# Penn TRQ 100



## huckfinn38 (Jun 13, 2006)

Have any of you guys seen this reel. Aluminum body, slidy mag like a 525Mag with more line capacity.


----------



## sprtsracer (Apr 27, 2005)

Jebson38 said:


> Have any of you guys seen this reel. Aluminum body, slidy mag like a 525Mag with more line capacity.
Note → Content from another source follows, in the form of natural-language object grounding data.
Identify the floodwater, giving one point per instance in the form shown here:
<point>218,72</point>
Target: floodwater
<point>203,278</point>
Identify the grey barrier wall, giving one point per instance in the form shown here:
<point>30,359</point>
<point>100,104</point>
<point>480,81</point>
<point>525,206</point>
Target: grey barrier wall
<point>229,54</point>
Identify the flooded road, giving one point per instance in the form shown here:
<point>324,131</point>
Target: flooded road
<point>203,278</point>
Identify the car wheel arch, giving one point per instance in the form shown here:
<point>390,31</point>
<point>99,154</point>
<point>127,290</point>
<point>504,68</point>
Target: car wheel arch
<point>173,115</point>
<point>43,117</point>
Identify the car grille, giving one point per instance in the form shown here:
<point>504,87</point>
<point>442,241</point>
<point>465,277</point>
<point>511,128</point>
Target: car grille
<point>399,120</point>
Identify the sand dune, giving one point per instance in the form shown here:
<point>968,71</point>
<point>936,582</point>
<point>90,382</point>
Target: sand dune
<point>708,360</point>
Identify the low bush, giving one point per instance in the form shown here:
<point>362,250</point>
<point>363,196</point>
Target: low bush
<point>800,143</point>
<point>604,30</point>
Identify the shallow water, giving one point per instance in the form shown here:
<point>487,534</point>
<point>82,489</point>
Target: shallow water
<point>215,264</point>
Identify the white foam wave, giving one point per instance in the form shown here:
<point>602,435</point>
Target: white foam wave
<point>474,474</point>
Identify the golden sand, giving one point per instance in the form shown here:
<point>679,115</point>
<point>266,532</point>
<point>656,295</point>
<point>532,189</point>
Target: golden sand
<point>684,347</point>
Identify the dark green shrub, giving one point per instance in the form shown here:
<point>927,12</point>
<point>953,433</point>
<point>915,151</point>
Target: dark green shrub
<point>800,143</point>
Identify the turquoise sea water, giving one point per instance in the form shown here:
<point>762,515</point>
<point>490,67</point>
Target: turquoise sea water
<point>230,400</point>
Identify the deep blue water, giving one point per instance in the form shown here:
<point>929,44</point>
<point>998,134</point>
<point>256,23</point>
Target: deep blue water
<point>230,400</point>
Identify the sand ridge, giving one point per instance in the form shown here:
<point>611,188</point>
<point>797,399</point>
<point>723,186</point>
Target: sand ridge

Unless this is a new release that Penn has kept VERY quiet, The Torque series (100, 200, 300) do not come magged. I just purchased a new Torque 300 for shark fishing, but haven't even spooled it with line yet. In my opinion, even the 100 is too heavy for surf fishing. It may work all right off a pier, but it is so smooth and free spinning, it'll be hard to control on the cast without a VERY educated thumb.


----------



## Lipyourown (May 11, 2005)

I casted it one time. It had the sliding mag. The reel felt very solid and powerful on the retrieve and it casted well...it was light and easy to get your hand around. It didn't say 100 on it but it was about the size of a 525...not quite as wide and a tad taller. I'd like to see a specification comparison between the 100 and that fancy Diawa folks are raving about. Atlantaking:


----------



## TreednNC (Jul 1, 2005)

http://www.pennreels.com/exp_views/conv/407-100T Rev3.pdf parts 302-303ish....mag parts


----------



## TreednNC (Jul 1, 2005)

i think i saw 3 of these on the beach last wkend....cant remember for sure though.....price hurts though


----------



## Lip Ripper (Dec 8, 2003)

sweet lookin reel!!!!!!!


----------



## huckfinn38 (Jun 13, 2006)

*I know it is new*

I know the magged 100 is pretty new. It is still very expensive for a casting reel. I would love to know what it would throw on the field. Treed you can get 2 of them Saltist for 1 of these!!!
I love my Saltist, but this reel seems interesting.


----------



## TreednNC (Jul 1, 2005)

I wish I knew you had one of them Saltists. Ida hit you up to throw it saturday night. Good meeting ya. Woulda stuck around longer but I was freezing lol.


----------



## huckfinn38 (Jun 13, 2006)

*Next time your heading down...*

Let me know and you can throw her all you want!


----------



## sprtsracer (Apr 27, 2005)

Well...I stand corrected! Looking at the schematic for the 100, it indeed does show the magnet housing, control, etc. I have been all over Penn's website the past 3 weeks prior to my purchase of the Torque 300, and NOWHERE does it mention the 100 is magged! The ONLY clue is in the schematic! The only other difference is that they show the 200 and 300 as 2007 releases and the 100 as a 2008 release. Just for s*its and giggles, I looked up the 525 and low and behold, there is only general info about the GS series rels, in which they include the 525, but to my astonishment, other than the name "525Mag" there is no reference to the 525 being magged, nothing about spool control, etc., and it is not even listed as one of the features. Go figure! No wonder this company is farming out production to China. They must have farmed out their advertising and PR to China as well! Doesn't say much for Penn!!!


----------



## eric (Oct 24, 2007)

only the new trq 100 has the mag slider.


----------



## jlentz (Sep 11, 2005)

I have not cast that reel but I do believe it would be a little hard to control the spool even with the mag as it seems quite heavy. The new Penn catalog has a Torque 300 lever drag reel, If the make the 100 in a lever drag with a mag control I may think about purchasing one.


----------